My strongest memory of first day of college was harrowing. I joined college a good 3 months late by then the students were all accustomed with each other, the friendships started, flirtings were rampant, the subjects all familiar, and so are the teachers. I felt like this lost soul in the middle of nowhere. It was all very intimidating and I really did not know what to expect, and everyone seems to be talking about this particular teacher -- Dr.Jain--who is pretty hard-nosed. Soon a tall fatherly figure walked in the class, he wore a crisp white shirt and black trousers, and his eyes twinkled. He was in his late 60s or early 70s, and he looked straight through me saying—Are you bengali?You are good 3-months late?
As I introduced myself, he said—don’t be intimidated by what you see, you will catch up. As if he knew what I was thinking. That was Dr. Jain—the teacher who taught me Anatomy, the most respected in Bhopal Medical College, and truly #madeofgreats.
He has charisma, the kind that you can’t really understand until you are in the presence of it. He showed me how important it is to find your passion. I remember him saying, everything can be taught, except passion.
The entire first-year of college, I saw him step inside the class with a gleaming smile and an enthusiasm of a two-year old. It was hard to believe that he was teaching the same subject to the medical students for more than 30-years. What about boredom, monotony, dreariness?
Passion. He showed us every day how having a little passion can make things so easy and fulfilling.
I remember I once failed in one of his mock viva. As I fumbled holding a Tibia (bone), avoiding making an eye contact with him—he took it from my hand and said—kya hua? Laddo, you didn’t study. Why?

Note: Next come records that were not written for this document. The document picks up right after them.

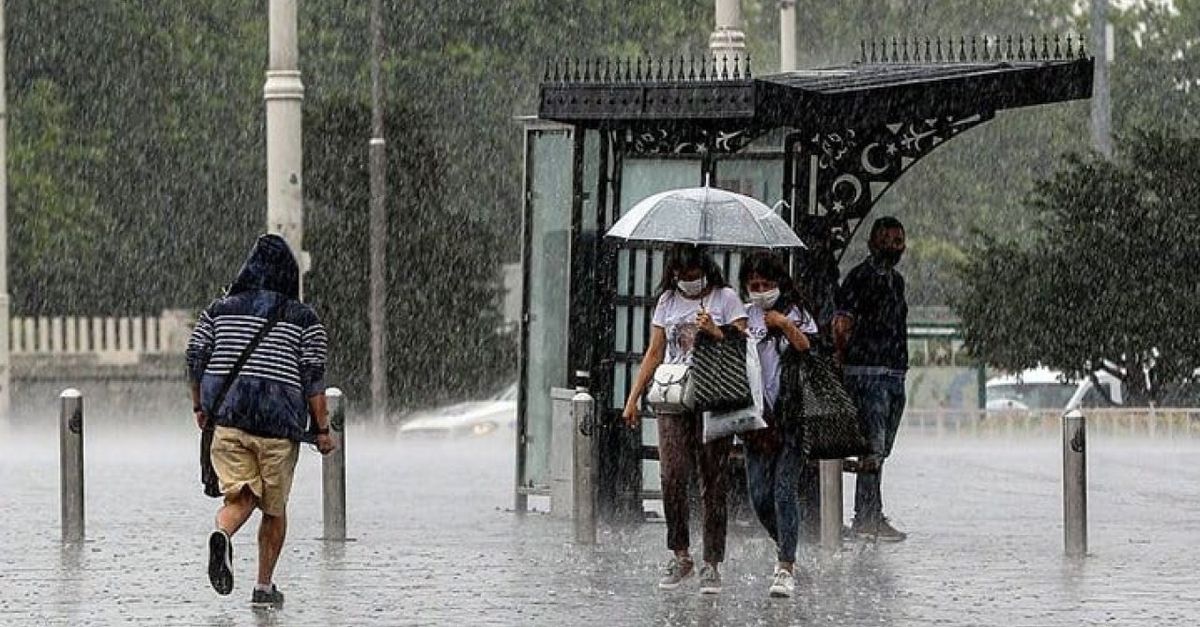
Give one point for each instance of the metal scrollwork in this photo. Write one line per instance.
(856, 166)
(685, 139)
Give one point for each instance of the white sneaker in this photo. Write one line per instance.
(783, 584)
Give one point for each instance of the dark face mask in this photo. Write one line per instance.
(887, 257)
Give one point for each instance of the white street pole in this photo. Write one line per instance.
(727, 41)
(377, 155)
(786, 35)
(283, 94)
(5, 360)
(1102, 102)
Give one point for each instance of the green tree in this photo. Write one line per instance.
(58, 227)
(1108, 281)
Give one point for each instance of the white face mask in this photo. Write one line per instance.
(691, 288)
(765, 299)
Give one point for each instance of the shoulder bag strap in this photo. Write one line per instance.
(276, 316)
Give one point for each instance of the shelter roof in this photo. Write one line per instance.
(880, 88)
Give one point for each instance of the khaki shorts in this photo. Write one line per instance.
(265, 465)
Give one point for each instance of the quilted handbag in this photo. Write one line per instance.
(813, 394)
(671, 389)
(719, 372)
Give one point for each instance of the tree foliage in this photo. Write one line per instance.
(1105, 280)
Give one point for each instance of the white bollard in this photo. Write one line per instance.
(333, 470)
(1074, 483)
(71, 464)
(831, 503)
(585, 469)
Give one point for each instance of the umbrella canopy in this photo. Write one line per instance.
(705, 216)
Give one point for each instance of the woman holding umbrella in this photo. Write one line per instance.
(695, 298)
(774, 457)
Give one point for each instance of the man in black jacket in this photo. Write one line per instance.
(261, 414)
(871, 341)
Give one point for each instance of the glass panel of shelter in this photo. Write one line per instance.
(549, 243)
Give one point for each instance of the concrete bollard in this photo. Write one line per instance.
(333, 470)
(831, 503)
(1074, 483)
(71, 464)
(585, 467)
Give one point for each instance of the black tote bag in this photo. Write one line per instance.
(718, 372)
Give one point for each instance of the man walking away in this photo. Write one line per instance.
(871, 342)
(257, 363)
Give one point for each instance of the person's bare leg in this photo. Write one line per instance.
(234, 514)
(271, 532)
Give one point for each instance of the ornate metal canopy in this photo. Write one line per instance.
(862, 125)
(718, 105)
(849, 133)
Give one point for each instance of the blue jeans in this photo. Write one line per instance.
(773, 479)
(881, 400)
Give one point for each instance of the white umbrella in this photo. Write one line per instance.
(705, 216)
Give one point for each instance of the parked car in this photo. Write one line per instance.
(469, 418)
(1047, 389)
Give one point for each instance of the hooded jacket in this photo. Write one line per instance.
(269, 398)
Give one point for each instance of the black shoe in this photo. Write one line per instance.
(221, 562)
(267, 599)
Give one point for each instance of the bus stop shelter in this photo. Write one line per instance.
(828, 142)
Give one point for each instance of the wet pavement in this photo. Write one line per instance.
(436, 544)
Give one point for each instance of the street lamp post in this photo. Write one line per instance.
(786, 35)
(727, 41)
(5, 360)
(283, 94)
(377, 155)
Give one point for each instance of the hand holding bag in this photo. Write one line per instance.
(671, 390)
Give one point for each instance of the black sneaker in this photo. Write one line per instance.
(221, 562)
(267, 599)
(879, 530)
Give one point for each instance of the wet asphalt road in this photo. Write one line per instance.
(436, 544)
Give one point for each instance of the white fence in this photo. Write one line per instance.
(118, 338)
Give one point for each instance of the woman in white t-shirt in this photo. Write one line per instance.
(694, 299)
(774, 458)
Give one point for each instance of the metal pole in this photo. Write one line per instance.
(1074, 483)
(377, 155)
(1102, 102)
(831, 503)
(5, 359)
(585, 471)
(283, 95)
(333, 471)
(786, 35)
(727, 40)
(71, 464)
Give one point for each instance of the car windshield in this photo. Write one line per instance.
(1033, 395)
(507, 394)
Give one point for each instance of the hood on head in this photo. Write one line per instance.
(270, 266)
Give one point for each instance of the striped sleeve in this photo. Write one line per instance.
(313, 350)
(199, 346)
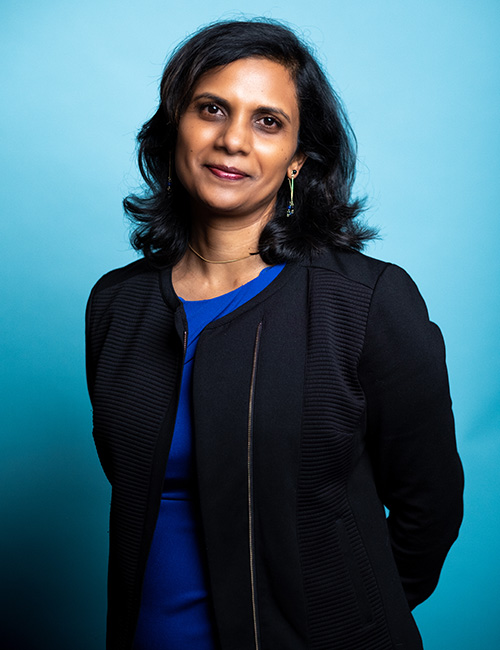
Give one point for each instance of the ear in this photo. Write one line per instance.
(295, 165)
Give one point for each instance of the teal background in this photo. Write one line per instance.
(421, 84)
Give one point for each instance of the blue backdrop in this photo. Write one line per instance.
(421, 83)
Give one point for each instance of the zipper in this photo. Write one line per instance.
(251, 536)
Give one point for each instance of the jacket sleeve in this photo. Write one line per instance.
(410, 431)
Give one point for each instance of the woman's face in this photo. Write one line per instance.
(237, 139)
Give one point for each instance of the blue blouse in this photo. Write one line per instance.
(175, 609)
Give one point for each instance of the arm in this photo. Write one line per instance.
(411, 431)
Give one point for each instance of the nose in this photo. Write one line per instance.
(235, 135)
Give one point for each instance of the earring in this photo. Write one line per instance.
(291, 208)
(169, 177)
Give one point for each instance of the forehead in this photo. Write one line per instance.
(253, 80)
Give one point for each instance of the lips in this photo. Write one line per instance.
(227, 173)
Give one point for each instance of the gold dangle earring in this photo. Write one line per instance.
(291, 208)
(169, 177)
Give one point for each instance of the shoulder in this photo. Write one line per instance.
(138, 270)
(357, 268)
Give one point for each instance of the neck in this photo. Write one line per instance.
(231, 259)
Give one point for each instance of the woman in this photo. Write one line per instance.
(261, 389)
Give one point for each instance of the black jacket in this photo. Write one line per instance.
(319, 401)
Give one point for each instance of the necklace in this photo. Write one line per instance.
(238, 259)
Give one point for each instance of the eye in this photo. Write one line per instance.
(270, 123)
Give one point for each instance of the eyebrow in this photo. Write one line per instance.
(260, 109)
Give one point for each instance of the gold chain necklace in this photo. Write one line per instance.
(238, 259)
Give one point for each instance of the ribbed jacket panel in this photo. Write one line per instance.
(136, 375)
(341, 591)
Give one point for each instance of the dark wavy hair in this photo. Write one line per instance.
(325, 214)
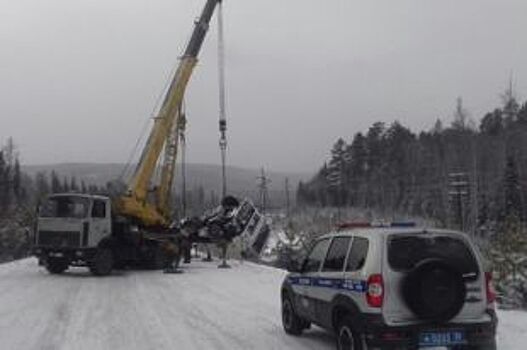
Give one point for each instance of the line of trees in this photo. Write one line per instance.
(461, 175)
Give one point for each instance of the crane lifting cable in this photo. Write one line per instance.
(221, 81)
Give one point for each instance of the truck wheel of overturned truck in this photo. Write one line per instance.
(56, 265)
(102, 263)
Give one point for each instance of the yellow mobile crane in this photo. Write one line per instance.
(95, 231)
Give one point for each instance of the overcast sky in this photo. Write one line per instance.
(78, 79)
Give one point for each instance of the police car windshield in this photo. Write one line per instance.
(406, 251)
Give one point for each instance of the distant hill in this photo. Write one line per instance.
(240, 181)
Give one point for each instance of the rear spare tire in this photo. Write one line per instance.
(434, 290)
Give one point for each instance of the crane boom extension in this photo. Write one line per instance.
(135, 203)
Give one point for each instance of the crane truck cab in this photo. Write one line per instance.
(74, 230)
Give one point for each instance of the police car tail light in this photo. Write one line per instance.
(375, 292)
(489, 287)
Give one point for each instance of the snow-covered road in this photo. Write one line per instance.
(204, 308)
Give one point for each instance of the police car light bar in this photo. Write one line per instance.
(352, 225)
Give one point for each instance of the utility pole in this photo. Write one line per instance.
(459, 191)
(287, 199)
(221, 86)
(263, 182)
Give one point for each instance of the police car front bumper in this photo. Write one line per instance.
(378, 335)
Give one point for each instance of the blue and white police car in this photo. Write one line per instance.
(393, 287)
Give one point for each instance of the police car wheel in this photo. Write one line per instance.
(347, 339)
(291, 322)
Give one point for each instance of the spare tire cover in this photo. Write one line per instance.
(434, 290)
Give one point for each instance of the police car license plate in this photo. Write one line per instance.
(441, 338)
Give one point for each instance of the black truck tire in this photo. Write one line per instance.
(56, 265)
(434, 290)
(102, 263)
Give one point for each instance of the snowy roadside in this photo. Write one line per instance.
(203, 308)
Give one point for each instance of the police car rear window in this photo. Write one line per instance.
(405, 252)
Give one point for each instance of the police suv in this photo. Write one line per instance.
(393, 287)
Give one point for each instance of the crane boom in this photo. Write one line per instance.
(135, 203)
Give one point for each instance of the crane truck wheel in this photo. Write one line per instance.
(56, 265)
(102, 263)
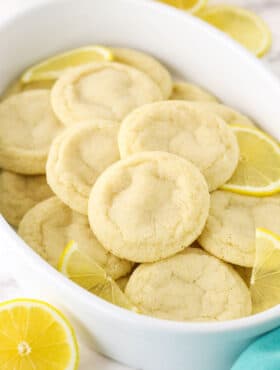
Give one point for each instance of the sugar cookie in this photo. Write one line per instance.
(147, 64)
(27, 128)
(176, 127)
(101, 91)
(77, 157)
(50, 225)
(230, 231)
(188, 91)
(19, 193)
(148, 206)
(191, 286)
(228, 114)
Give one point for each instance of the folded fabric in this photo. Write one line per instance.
(263, 354)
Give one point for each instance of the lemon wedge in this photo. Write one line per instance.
(265, 279)
(52, 68)
(192, 6)
(258, 170)
(34, 335)
(242, 25)
(85, 272)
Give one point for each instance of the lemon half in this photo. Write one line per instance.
(242, 25)
(85, 272)
(258, 170)
(34, 335)
(52, 68)
(265, 279)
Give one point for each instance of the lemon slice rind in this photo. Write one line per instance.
(246, 189)
(46, 70)
(265, 278)
(85, 272)
(236, 12)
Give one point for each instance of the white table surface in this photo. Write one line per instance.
(270, 11)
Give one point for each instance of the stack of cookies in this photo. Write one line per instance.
(117, 157)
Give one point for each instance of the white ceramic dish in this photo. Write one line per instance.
(194, 50)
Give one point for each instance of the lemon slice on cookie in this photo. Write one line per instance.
(242, 25)
(265, 279)
(34, 335)
(258, 171)
(85, 272)
(52, 68)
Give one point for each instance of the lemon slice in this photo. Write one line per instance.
(85, 272)
(258, 170)
(242, 25)
(192, 6)
(52, 68)
(34, 335)
(265, 279)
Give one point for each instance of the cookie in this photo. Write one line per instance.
(27, 128)
(77, 157)
(230, 231)
(191, 286)
(147, 64)
(228, 114)
(18, 87)
(245, 273)
(19, 193)
(101, 91)
(187, 91)
(176, 127)
(50, 225)
(122, 282)
(149, 206)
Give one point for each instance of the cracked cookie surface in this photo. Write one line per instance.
(148, 206)
(144, 62)
(27, 128)
(190, 92)
(77, 157)
(19, 193)
(101, 91)
(190, 286)
(50, 225)
(179, 128)
(230, 230)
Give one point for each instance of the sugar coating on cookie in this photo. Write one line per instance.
(190, 92)
(146, 63)
(148, 206)
(176, 127)
(230, 231)
(190, 286)
(27, 128)
(122, 282)
(101, 91)
(19, 193)
(50, 225)
(228, 114)
(17, 87)
(77, 157)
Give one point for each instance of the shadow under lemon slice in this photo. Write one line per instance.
(258, 170)
(265, 279)
(192, 6)
(85, 272)
(35, 335)
(52, 68)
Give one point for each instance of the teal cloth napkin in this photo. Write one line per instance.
(263, 354)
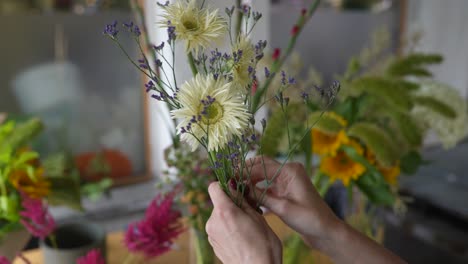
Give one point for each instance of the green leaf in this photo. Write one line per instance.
(9, 208)
(394, 93)
(377, 192)
(353, 108)
(8, 227)
(65, 191)
(372, 182)
(408, 128)
(325, 123)
(436, 106)
(411, 162)
(21, 134)
(378, 141)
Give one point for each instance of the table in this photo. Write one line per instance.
(116, 251)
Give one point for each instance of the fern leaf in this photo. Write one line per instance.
(436, 106)
(378, 141)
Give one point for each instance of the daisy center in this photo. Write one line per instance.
(212, 113)
(190, 24)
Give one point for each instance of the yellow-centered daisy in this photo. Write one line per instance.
(199, 27)
(209, 112)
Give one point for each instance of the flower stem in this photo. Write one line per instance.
(192, 63)
(53, 241)
(279, 63)
(239, 19)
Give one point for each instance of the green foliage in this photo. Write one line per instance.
(65, 191)
(324, 123)
(410, 162)
(352, 108)
(95, 191)
(436, 106)
(372, 182)
(378, 141)
(392, 92)
(413, 65)
(21, 134)
(295, 250)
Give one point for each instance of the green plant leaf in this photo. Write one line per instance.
(394, 93)
(410, 162)
(436, 106)
(379, 194)
(378, 141)
(325, 123)
(21, 134)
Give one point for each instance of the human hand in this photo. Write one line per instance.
(293, 198)
(240, 235)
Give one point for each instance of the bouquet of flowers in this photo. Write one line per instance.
(217, 109)
(374, 131)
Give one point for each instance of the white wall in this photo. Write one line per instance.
(444, 25)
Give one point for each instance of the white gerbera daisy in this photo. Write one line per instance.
(199, 27)
(210, 112)
(243, 68)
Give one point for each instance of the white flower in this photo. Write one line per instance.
(209, 113)
(449, 131)
(243, 68)
(199, 27)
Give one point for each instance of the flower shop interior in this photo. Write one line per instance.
(370, 96)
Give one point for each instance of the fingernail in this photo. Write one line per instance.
(233, 184)
(246, 190)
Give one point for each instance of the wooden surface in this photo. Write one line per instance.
(116, 252)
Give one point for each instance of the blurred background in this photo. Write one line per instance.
(56, 64)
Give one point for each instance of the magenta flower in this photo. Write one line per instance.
(94, 256)
(4, 260)
(155, 233)
(36, 217)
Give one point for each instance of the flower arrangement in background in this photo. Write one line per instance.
(374, 131)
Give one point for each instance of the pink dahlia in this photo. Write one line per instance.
(4, 260)
(154, 235)
(36, 217)
(93, 257)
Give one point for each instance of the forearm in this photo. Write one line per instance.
(346, 245)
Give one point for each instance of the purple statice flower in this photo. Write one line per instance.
(111, 30)
(160, 47)
(36, 217)
(155, 233)
(4, 260)
(94, 256)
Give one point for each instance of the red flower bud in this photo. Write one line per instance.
(254, 87)
(295, 30)
(276, 54)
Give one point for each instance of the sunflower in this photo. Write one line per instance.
(390, 174)
(342, 167)
(35, 187)
(210, 113)
(242, 70)
(199, 27)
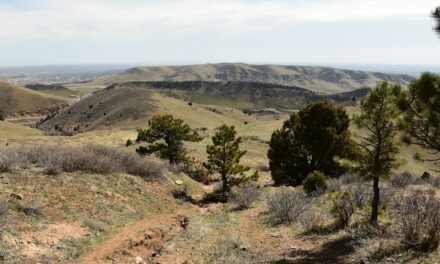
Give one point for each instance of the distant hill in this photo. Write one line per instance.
(131, 104)
(104, 108)
(244, 95)
(319, 79)
(15, 99)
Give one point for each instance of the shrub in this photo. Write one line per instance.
(245, 194)
(90, 158)
(315, 182)
(403, 180)
(360, 194)
(8, 160)
(286, 205)
(418, 220)
(343, 209)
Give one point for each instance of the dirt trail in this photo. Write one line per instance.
(123, 242)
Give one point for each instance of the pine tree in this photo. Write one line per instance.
(166, 137)
(224, 157)
(378, 119)
(421, 114)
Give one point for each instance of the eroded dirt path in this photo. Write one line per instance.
(142, 239)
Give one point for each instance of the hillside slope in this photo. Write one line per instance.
(104, 108)
(320, 79)
(15, 99)
(244, 95)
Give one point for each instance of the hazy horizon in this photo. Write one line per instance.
(183, 32)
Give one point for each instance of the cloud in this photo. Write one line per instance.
(117, 19)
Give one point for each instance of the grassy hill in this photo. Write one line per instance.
(129, 104)
(244, 95)
(320, 79)
(18, 99)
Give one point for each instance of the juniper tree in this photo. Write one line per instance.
(378, 122)
(224, 157)
(309, 141)
(166, 136)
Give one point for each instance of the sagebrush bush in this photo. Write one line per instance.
(286, 205)
(245, 194)
(418, 220)
(315, 182)
(90, 158)
(8, 160)
(342, 210)
(402, 180)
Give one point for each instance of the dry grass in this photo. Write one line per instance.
(93, 158)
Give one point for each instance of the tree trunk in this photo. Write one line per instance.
(375, 202)
(225, 185)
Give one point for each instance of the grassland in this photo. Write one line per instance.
(105, 218)
(15, 99)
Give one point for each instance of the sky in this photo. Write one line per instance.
(172, 32)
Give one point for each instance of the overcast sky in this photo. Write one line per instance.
(151, 32)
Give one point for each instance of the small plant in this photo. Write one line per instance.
(315, 182)
(418, 218)
(8, 161)
(403, 180)
(286, 205)
(343, 209)
(245, 194)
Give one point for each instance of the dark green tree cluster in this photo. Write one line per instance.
(309, 140)
(378, 121)
(166, 136)
(421, 114)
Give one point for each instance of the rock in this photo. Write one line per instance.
(179, 182)
(138, 260)
(17, 196)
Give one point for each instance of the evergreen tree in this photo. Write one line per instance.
(224, 157)
(309, 141)
(166, 137)
(378, 120)
(436, 15)
(421, 113)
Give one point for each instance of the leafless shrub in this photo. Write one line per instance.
(343, 209)
(286, 205)
(403, 180)
(91, 158)
(8, 160)
(377, 249)
(349, 178)
(360, 194)
(245, 194)
(387, 193)
(418, 220)
(313, 220)
(334, 185)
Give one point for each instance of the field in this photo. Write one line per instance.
(92, 217)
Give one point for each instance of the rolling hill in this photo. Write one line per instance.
(319, 79)
(15, 99)
(243, 95)
(103, 108)
(129, 105)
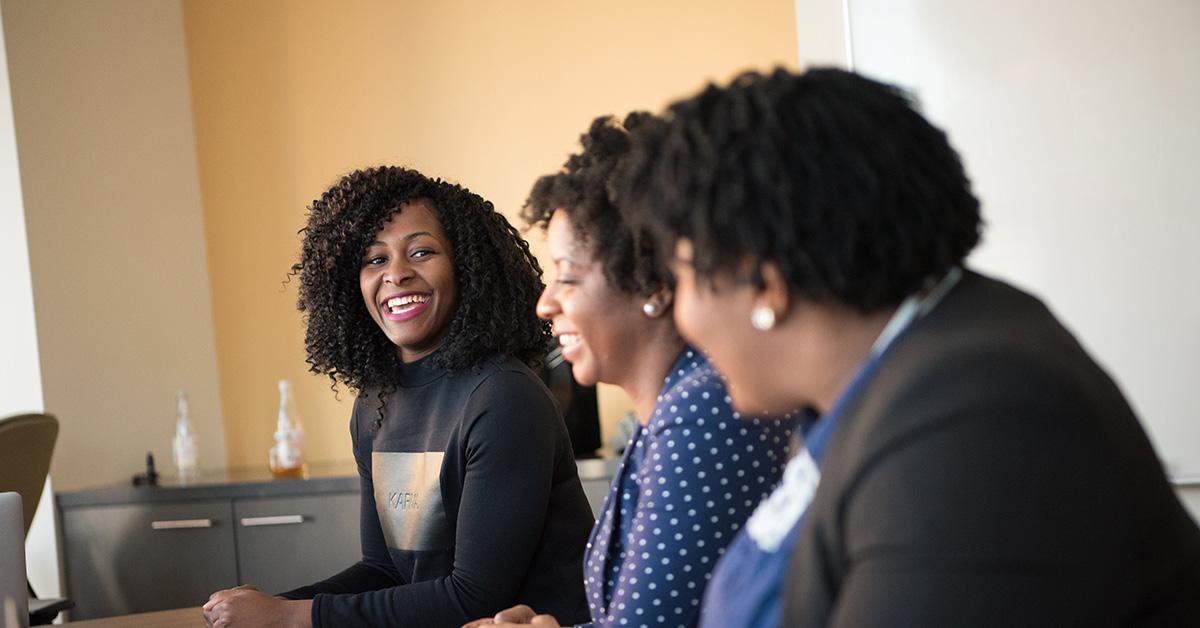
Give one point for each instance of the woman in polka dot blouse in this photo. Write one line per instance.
(694, 471)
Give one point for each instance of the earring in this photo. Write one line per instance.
(762, 318)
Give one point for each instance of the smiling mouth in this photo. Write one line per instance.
(400, 305)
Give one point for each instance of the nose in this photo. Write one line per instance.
(547, 305)
(397, 270)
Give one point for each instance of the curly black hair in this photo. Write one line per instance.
(497, 276)
(834, 177)
(582, 189)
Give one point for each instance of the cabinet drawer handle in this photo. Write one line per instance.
(181, 524)
(280, 520)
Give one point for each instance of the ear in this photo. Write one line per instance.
(659, 303)
(774, 292)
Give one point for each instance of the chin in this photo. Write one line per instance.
(582, 375)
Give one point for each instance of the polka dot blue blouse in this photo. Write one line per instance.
(688, 482)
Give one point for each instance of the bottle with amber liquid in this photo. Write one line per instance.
(287, 454)
(184, 447)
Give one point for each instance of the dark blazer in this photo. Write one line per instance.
(993, 474)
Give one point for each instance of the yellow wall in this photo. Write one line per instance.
(289, 95)
(103, 123)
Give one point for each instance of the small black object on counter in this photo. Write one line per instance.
(150, 478)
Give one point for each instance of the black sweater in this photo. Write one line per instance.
(471, 503)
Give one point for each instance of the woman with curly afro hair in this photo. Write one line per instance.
(972, 464)
(419, 297)
(691, 472)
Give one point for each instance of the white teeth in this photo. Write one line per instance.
(400, 304)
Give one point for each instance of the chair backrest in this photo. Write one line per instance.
(27, 443)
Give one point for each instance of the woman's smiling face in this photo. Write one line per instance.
(595, 323)
(408, 283)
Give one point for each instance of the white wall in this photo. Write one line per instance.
(103, 121)
(21, 381)
(1079, 123)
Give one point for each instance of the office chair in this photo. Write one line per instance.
(27, 443)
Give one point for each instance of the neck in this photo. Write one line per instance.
(843, 344)
(648, 366)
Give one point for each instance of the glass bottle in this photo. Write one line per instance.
(287, 454)
(184, 447)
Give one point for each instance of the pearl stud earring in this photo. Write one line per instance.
(762, 318)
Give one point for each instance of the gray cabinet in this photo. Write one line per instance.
(141, 549)
(289, 542)
(143, 557)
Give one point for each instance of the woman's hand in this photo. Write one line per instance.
(520, 615)
(249, 606)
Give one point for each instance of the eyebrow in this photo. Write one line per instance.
(408, 238)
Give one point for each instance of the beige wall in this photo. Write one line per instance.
(120, 283)
(289, 95)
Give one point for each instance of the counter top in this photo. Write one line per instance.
(223, 484)
(258, 482)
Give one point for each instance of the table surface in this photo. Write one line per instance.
(190, 617)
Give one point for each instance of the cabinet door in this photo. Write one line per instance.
(289, 542)
(144, 557)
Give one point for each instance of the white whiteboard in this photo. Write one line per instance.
(1079, 123)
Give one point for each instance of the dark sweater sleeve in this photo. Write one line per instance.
(1002, 512)
(509, 452)
(375, 570)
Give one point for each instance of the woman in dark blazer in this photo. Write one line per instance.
(972, 466)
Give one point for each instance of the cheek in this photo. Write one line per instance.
(367, 292)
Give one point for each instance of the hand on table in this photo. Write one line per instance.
(249, 606)
(520, 615)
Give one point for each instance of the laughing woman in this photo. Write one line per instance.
(420, 297)
(693, 472)
(972, 465)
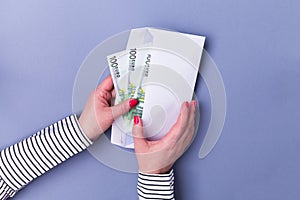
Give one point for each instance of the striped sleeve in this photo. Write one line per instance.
(156, 186)
(33, 156)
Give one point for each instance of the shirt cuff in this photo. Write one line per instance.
(156, 186)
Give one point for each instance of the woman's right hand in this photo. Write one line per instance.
(158, 157)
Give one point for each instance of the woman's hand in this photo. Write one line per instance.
(157, 157)
(98, 115)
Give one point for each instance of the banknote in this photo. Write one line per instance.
(159, 68)
(128, 69)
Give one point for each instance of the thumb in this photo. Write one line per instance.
(137, 132)
(123, 107)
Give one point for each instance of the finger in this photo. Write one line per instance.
(123, 107)
(138, 134)
(190, 130)
(181, 123)
(106, 84)
(113, 93)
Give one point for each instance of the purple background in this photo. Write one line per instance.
(254, 43)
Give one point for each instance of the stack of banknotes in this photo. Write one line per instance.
(158, 68)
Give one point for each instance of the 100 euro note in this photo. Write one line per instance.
(128, 69)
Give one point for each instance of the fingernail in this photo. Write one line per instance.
(133, 102)
(136, 120)
(187, 104)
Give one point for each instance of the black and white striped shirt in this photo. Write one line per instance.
(33, 156)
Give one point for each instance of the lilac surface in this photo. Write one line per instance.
(255, 44)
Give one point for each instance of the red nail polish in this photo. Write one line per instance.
(133, 102)
(136, 120)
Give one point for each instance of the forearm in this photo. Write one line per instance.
(23, 162)
(156, 186)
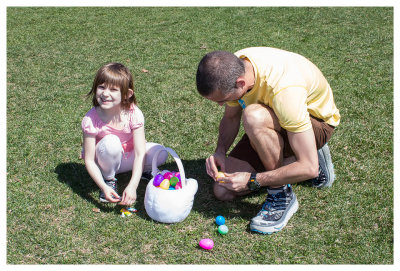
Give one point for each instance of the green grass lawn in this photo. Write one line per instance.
(52, 57)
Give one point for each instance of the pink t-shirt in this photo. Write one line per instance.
(93, 125)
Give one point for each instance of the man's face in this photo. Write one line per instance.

I gave some excuse of being unwell. He said “if you can eat your food, sleep for 8 hours, and write a leave application, you can also study”.
For his students, Independence Day and Republic day will always remind of his speech. I wish he had given few TEDTalks, sadly there was no such things in those days. He was one of the best orators I’ve come across in my life.
He left us last year on 26th January, 2015.
It has been 8-years since I passed college, and I remember each of his anecdotes by-heart. He had that capacity to draw you close, to mesmerize you with his knowledge and humor. I got the news sitting on my overheated office on a chilly winter morning. I wept silent tears.
As tributes poured in honoring his life from students across the globe on Facebook, I read each message but could not write a simple note for him. He clearly made an impression on a great many people, not just me.
I count myself blessed to have known him. He will forever remain my hero and my #madeofgreat.